Your semantic cache is now a critical piece of architecture. It's no longer just a key-value store; it's a semantic routing layer. The next evolution is to use it for more than just yes/no cache decisions.

  1. Tiered Model Routing: On a cache miss, instead of always calling GPT-4, check the similarity score. If the user's query is somewhat similar (score 0.75-0.88) to a cached entry, maybe a cheaper, faster model (like gpt-3.5-turbo or a fine-tuned local model) can synthesize a sufficient answer from the cached context. The cache becomes a knowledge base for routing logic.

  2. Prompt Versioning & A/B Testing: Store the prompt_template_id used in your cache Hash. When you roll out a new, improved prompt template, you can gradually invalidate old cached entries or run shadow traffic to compare performance of new vs. cached old responses.

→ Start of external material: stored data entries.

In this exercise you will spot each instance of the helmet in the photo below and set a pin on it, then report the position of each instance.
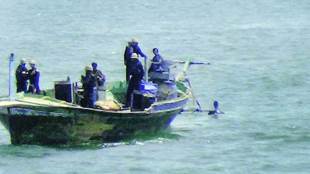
(134, 40)
(22, 61)
(134, 56)
(32, 62)
(88, 68)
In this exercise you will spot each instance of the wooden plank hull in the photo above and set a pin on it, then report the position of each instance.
(31, 124)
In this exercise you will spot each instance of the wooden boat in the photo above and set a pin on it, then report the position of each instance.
(47, 121)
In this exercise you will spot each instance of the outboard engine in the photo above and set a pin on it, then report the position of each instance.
(145, 96)
(64, 90)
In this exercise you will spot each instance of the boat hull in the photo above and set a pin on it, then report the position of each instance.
(59, 125)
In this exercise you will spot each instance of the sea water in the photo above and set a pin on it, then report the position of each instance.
(260, 59)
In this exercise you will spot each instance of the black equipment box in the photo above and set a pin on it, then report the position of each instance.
(63, 91)
(142, 100)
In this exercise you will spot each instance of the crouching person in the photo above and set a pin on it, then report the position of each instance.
(89, 87)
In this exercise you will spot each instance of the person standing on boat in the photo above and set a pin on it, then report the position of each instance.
(21, 76)
(34, 78)
(132, 47)
(136, 73)
(98, 74)
(89, 87)
(157, 62)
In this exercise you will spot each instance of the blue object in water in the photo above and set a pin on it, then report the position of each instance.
(216, 110)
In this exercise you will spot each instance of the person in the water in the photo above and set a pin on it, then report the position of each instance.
(216, 110)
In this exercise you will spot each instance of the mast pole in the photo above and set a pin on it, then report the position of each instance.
(145, 70)
(11, 64)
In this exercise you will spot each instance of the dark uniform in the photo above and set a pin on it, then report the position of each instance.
(132, 47)
(21, 78)
(136, 74)
(156, 65)
(90, 90)
(34, 78)
(127, 55)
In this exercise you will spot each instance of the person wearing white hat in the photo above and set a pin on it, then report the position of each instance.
(132, 47)
(21, 75)
(34, 78)
(136, 74)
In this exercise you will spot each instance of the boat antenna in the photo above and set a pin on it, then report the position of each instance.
(145, 70)
(11, 64)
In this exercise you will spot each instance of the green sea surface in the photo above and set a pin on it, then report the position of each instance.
(260, 60)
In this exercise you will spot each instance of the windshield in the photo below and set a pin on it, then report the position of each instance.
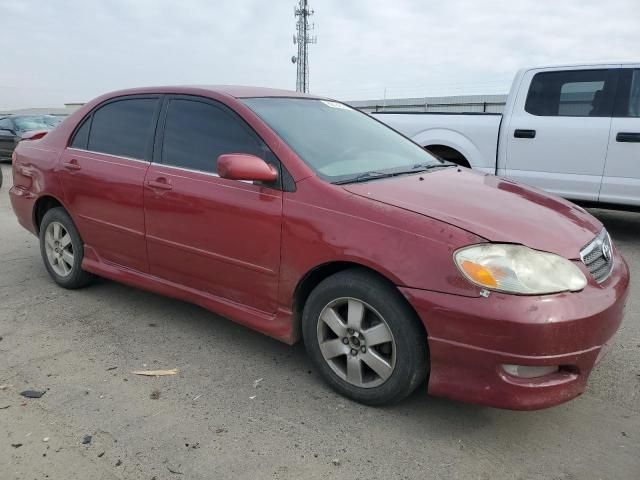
(338, 142)
(36, 122)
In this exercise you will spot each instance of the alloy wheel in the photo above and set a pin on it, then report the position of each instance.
(356, 342)
(59, 249)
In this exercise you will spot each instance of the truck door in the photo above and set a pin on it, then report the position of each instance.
(559, 131)
(621, 179)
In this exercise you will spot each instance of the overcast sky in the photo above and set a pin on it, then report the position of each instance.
(60, 51)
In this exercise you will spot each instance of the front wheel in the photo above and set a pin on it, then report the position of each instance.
(62, 249)
(363, 337)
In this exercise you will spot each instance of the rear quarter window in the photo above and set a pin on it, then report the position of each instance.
(571, 93)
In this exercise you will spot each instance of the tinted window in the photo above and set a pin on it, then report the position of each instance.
(81, 136)
(628, 101)
(196, 133)
(634, 95)
(123, 127)
(577, 93)
(6, 124)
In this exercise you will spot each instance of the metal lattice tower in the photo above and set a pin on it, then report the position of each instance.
(303, 38)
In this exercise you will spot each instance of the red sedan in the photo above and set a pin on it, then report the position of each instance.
(302, 218)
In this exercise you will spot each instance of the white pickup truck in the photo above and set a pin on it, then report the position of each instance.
(573, 130)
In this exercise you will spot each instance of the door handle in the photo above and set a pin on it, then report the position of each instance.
(71, 165)
(631, 137)
(159, 184)
(520, 133)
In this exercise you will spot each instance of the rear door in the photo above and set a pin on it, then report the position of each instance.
(559, 131)
(217, 236)
(621, 179)
(102, 173)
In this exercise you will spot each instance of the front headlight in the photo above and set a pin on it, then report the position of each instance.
(518, 269)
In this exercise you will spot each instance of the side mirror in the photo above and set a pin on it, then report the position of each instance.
(242, 166)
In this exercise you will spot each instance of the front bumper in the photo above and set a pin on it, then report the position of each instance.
(470, 338)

  3. Event-Driven Knowledge Refresh: Tighten the Kafka integration. Every cache miss is a valuable data point about what your users are asking that you don't know. Stream these misses to a data lake. Analyze them weekly to identify gaps in your system's knowledge or RAG corpus that need filling.

The goal is to make the cache the brain of your operation—the component that remembers everything, informs decisions, and ensures you only pay for the novelty you actually need. Stop burning tokens on repeats. Start making your cache work for its keep.